Die Leistungen der gesetzlichen Krankenversicherung wurden schon in den letzten Jahren immer weiter reduziert. So auch im zahnärztlichen Bereich. Das führt dazu, dass Sie einen immer größer werdenden Anteil an den Gesamtkosten selber tragen müssen. Eine gute Zahnzusatzversicherung erstattet Ihnen bis zu 100% des Eigenanteils. So bleiben Sie nicht auf den hohen Kosten sitzen.

Welche Unterschiede gibt es bei Zahnzusatzversicherungen?

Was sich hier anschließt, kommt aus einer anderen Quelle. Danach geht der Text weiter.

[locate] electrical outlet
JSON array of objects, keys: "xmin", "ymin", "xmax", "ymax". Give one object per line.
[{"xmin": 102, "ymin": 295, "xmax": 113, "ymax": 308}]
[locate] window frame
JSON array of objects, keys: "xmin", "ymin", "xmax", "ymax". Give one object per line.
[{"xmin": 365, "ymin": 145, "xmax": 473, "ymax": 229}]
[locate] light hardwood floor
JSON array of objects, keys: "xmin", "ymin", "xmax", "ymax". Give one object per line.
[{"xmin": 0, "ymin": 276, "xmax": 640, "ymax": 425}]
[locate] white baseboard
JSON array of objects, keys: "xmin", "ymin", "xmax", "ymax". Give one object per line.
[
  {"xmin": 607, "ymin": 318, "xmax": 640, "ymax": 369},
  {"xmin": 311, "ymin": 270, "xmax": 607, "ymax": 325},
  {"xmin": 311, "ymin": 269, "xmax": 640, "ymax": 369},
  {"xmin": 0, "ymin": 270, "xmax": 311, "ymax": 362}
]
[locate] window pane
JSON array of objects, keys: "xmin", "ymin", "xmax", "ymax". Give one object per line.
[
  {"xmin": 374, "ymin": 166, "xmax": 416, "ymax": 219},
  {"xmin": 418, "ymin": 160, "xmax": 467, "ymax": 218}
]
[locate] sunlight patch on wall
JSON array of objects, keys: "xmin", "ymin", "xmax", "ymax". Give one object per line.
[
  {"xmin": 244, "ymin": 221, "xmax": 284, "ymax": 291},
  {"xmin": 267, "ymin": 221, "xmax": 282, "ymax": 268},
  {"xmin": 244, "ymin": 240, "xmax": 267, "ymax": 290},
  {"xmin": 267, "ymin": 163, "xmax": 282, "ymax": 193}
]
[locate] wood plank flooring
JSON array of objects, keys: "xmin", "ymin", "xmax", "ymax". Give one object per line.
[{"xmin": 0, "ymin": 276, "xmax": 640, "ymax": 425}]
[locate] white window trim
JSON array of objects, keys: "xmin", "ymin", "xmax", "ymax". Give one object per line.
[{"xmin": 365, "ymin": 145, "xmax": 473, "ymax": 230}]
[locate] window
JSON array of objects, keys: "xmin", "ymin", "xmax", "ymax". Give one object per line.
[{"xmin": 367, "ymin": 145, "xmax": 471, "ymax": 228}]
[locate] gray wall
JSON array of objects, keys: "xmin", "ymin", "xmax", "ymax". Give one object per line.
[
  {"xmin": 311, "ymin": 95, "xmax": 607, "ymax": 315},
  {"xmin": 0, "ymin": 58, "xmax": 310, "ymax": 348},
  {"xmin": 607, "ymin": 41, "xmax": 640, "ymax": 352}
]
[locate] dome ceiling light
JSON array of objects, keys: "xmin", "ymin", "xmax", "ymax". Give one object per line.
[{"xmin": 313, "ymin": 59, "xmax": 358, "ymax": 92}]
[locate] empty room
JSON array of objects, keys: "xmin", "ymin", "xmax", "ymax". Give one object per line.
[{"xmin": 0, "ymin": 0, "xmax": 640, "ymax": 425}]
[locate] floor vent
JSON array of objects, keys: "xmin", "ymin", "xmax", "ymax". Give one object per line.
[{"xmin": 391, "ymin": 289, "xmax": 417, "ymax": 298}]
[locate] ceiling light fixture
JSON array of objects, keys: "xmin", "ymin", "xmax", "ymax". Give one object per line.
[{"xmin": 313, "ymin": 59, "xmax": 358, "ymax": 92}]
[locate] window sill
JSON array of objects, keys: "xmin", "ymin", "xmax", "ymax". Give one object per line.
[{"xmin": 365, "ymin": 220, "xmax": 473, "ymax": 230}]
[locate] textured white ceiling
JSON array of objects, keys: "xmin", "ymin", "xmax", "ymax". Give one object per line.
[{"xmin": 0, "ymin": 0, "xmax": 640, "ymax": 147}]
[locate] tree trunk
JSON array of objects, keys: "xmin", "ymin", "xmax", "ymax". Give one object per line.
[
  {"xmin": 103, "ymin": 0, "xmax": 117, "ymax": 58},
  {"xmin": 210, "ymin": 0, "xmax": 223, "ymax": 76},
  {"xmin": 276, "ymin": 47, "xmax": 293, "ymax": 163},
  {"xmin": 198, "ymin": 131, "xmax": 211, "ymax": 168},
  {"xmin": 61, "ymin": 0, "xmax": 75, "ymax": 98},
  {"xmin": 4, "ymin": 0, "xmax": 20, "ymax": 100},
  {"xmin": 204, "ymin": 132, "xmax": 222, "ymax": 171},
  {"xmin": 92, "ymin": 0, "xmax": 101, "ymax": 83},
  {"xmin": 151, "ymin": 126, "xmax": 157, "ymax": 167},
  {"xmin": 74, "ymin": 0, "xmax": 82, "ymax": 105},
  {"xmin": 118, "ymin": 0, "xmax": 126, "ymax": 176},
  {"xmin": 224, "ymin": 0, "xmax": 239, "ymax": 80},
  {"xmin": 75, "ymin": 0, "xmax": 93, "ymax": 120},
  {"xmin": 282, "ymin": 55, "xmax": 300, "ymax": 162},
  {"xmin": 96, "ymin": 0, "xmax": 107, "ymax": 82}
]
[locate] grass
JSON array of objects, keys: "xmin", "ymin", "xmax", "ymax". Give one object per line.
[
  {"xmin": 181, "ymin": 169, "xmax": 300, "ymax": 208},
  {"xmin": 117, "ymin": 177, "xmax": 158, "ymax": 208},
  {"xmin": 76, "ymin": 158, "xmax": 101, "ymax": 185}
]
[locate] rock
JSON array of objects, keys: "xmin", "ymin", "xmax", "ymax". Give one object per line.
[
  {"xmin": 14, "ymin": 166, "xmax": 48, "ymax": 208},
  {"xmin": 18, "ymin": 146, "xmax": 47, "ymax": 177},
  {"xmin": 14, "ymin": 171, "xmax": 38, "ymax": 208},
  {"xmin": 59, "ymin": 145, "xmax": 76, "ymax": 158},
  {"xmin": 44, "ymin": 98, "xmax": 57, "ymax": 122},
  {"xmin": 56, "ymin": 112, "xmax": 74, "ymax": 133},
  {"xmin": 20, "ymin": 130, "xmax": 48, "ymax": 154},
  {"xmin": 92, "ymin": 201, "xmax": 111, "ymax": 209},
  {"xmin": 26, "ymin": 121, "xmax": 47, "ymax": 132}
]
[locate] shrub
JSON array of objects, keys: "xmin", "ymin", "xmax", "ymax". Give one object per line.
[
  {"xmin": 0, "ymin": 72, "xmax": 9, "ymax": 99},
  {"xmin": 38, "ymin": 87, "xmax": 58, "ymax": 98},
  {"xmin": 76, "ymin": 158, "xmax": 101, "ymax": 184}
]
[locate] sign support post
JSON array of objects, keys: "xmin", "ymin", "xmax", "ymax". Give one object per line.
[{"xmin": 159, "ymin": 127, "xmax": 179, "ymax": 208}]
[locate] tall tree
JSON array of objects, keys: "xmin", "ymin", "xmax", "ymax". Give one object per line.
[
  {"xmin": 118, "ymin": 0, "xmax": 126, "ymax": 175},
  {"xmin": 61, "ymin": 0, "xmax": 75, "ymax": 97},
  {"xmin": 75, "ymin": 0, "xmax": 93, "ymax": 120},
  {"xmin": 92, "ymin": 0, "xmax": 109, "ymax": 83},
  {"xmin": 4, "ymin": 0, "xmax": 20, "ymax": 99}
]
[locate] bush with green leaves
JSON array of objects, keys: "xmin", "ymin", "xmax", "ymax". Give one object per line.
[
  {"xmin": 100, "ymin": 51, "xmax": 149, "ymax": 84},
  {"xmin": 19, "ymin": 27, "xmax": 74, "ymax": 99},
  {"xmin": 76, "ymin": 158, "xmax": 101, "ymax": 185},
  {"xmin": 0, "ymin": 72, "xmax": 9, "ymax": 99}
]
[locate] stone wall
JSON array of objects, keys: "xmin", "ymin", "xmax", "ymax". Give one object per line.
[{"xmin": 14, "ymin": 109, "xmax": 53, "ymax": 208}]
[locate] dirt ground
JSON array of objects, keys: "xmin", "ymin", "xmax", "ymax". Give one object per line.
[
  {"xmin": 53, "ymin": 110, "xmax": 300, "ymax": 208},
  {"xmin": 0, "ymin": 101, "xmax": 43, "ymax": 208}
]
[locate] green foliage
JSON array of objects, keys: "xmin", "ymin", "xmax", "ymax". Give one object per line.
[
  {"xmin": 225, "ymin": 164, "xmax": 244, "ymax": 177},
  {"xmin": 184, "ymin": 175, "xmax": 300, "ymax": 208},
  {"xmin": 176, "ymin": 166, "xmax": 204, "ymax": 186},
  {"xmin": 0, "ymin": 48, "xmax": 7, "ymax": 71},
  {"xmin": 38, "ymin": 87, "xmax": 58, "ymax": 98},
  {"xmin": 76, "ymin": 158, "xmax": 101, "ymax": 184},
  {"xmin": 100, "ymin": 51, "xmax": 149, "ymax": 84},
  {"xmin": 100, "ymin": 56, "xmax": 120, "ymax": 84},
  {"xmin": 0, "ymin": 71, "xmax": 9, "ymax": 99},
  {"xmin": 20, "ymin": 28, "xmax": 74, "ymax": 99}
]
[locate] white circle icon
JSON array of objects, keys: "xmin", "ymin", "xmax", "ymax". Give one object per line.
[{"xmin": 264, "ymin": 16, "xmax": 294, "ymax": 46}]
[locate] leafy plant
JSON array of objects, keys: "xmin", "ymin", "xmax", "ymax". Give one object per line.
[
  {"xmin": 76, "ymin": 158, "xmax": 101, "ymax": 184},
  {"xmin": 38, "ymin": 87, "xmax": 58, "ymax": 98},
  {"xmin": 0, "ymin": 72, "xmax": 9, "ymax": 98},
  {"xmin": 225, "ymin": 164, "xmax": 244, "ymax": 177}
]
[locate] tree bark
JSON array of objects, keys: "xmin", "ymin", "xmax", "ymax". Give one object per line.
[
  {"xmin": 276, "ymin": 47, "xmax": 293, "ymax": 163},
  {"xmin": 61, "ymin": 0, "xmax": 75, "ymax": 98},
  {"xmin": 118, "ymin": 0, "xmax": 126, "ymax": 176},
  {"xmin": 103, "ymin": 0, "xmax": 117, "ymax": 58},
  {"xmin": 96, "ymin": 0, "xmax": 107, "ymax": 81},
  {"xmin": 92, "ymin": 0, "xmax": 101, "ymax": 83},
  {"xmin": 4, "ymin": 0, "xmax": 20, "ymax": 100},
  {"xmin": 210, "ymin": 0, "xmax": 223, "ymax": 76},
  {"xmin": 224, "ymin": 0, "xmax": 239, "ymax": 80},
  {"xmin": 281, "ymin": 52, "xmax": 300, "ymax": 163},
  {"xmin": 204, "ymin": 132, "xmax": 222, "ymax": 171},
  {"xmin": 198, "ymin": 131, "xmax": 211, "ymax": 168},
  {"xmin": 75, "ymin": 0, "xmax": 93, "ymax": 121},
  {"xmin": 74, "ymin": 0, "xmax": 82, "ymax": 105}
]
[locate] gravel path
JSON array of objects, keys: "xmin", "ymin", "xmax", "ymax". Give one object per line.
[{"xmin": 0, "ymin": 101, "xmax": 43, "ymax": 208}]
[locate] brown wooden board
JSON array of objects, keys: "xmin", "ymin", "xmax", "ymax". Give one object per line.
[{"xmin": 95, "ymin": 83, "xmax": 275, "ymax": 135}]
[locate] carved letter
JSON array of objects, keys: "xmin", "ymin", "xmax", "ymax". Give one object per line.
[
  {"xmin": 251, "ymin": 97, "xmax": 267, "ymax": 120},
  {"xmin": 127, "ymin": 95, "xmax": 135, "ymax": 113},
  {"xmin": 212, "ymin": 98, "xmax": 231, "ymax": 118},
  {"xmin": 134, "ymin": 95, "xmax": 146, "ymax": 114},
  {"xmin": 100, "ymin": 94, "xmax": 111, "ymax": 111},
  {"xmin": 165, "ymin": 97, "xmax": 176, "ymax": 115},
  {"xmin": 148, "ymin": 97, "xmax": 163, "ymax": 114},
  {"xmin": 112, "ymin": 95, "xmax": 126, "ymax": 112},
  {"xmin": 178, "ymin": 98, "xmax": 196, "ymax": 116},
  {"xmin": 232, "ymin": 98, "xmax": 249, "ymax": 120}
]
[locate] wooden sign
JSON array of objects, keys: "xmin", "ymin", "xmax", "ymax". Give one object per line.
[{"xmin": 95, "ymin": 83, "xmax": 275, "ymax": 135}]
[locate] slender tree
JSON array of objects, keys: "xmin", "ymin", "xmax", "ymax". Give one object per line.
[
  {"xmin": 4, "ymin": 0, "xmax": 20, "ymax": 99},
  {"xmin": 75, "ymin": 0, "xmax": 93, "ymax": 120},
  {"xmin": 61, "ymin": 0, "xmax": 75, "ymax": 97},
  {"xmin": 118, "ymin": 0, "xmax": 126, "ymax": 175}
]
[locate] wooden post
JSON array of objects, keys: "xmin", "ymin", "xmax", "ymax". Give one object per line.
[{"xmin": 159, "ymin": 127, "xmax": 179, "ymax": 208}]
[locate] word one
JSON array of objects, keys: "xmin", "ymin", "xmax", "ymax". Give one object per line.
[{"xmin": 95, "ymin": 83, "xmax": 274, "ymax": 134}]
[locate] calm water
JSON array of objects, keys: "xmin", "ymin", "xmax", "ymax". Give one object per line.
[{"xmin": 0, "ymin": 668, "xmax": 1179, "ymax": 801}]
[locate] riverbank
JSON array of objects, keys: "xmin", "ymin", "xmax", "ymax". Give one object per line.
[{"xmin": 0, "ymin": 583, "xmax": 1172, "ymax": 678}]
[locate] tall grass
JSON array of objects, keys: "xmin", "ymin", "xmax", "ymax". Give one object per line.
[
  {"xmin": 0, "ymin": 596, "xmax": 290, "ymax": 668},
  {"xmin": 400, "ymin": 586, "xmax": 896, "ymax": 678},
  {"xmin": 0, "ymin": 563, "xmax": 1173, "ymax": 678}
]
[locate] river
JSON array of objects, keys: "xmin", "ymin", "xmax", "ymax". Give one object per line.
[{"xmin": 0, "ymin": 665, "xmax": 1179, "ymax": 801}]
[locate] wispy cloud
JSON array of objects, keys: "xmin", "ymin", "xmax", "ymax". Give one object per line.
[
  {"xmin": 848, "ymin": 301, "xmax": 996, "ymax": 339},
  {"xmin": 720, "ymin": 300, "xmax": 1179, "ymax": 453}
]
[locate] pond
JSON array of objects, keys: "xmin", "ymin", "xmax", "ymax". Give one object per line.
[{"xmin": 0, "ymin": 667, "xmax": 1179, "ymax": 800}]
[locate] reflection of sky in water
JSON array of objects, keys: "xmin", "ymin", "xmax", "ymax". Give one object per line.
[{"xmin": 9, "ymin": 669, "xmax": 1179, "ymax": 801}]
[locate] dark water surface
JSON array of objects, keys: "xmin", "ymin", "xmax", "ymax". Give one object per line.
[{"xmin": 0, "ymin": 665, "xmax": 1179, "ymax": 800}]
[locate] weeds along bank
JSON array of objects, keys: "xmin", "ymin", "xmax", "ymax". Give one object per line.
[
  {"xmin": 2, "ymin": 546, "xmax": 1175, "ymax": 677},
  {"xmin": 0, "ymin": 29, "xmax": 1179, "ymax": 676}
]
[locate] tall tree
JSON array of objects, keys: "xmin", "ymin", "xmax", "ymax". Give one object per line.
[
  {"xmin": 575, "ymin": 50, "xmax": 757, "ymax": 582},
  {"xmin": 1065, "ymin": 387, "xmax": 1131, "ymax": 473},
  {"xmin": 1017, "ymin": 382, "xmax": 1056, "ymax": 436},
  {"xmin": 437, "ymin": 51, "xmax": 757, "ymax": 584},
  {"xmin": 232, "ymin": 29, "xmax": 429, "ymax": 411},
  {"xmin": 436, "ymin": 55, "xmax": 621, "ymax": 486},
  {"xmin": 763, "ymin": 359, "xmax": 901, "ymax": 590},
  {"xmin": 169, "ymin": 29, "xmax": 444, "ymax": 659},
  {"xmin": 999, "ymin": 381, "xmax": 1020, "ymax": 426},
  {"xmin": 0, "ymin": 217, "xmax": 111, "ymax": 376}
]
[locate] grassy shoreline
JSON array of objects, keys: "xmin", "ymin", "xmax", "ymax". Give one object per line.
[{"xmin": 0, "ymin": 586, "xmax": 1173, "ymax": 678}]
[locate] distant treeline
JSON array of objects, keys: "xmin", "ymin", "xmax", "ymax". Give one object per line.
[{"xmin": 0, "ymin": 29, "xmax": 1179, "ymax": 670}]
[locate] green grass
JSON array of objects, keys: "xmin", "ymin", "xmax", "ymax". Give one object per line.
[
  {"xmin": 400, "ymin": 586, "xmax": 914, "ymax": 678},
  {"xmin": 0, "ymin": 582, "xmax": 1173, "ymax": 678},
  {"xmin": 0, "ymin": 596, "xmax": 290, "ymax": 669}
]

Bei Zahnzusatzversicherungen unterscheidet man grundsätzlich in 4 Bereiche:

Zahnprophylaxe
Zahnbehandlung
Zahnersatz
Kieferorthopädie

In unseren Schwerpunktkategorien zeigen wir Ihnen zu jedem Behandlungsschwerpunkt den passenden Tarif – es muss nicht immer Premium sein. In den einzelnen Bereiche unterscheiden sich die Tarife natürlich noch nach den Leistungen und dem monatlichen Beitrag. In unserem Vergleichsrechner können Sie alle Tarife vergleichen und garantiert den für Sie am besten passenden finden.

Was übernimmt die Krankenkasse und welchen Eigenanteil zahle ich?

Grundsätzlich erstattet die Krankenkasse lediglich für eine Grundversorgung, die sogenannte Regelversorgung. Das sind zum Beispiel Amalgamfüllungen. Hochwertige Kunststoff-Füllungen, Inlays und Implantate gehören schon nicht mehr zur Regelversorgung.

Die Krankenkasse zahlt für Zahnersatz einen befundbezogenen Festzuschuss von 60 %. Das bedeutet, dass bei allen Versicherten bei gleichem Befund der gleiche Betrag bezahlt wird – unabhängig davon, was Sie möchten oder was der Zahnarzt Ihnen empfiehlt. Die Differenz zwischen den tatsächlichen Aufwendungen und dem Zuschuss der Krankenkasse ist Ihr Eigenanteil.

Schon bei Zahnvorsorge-Maßnahmen haben Sie einen Eigenanteil zu zahlen. Das gilt zum Beispiel bei Zahnbetterkrankungen, wie der Parodontose. Hier bezahlt die Krankenkasse erst, wenn die Tiefe der Zahnfleischtaschen mehr als 3,5 mm beträgt. Lassen Sie die Erkrankung im Frühstadium behandeln, zahlt die Krankenkasse nichts. Auch die professionelle Zahnreinigung, dessen Durchführung von den meisten Zahnärzten 1-2 Mal im Jahr empfohlen wird, müssen Sie aus der eigenen Tasche zahlen. Eine Zahnzusatzversicherung erspart Ihnen genau diese hohen Eigenanteile.

Mir fehlt ein Zahn – kann ich trotzdem eine Zahnzusatzversicherung abschließen?

Grundsätzlich Ja. Es gibt einige Zahnzusatztarife, die auch dann abgeschlossen werden können, wenn Ihnen ein Zahn oder mehrere Zähne fehlen. Weisheitszähne sowie fehlende Milchzähne gehören natürlich nicht dazu. Manche Tarife schließen die Zahnlücken, die bei Antragstellung bereits vorhanden sind, vom Versicherungsschutz aus. Geben Sie deshalb bitte wahrheitsgemäß fehlende Zähne beim Ausfüllen des Zahnstatus direkt mit an. Wir selektieren für Sie dann nur solche Zahnzusatztarife, die Ihnen Versicherungsschutz für die Versorgung vorhandener Zahnlücken gewähren. Hier finden Sie weitere Information zum Umgang mit fehlenden Zähnen.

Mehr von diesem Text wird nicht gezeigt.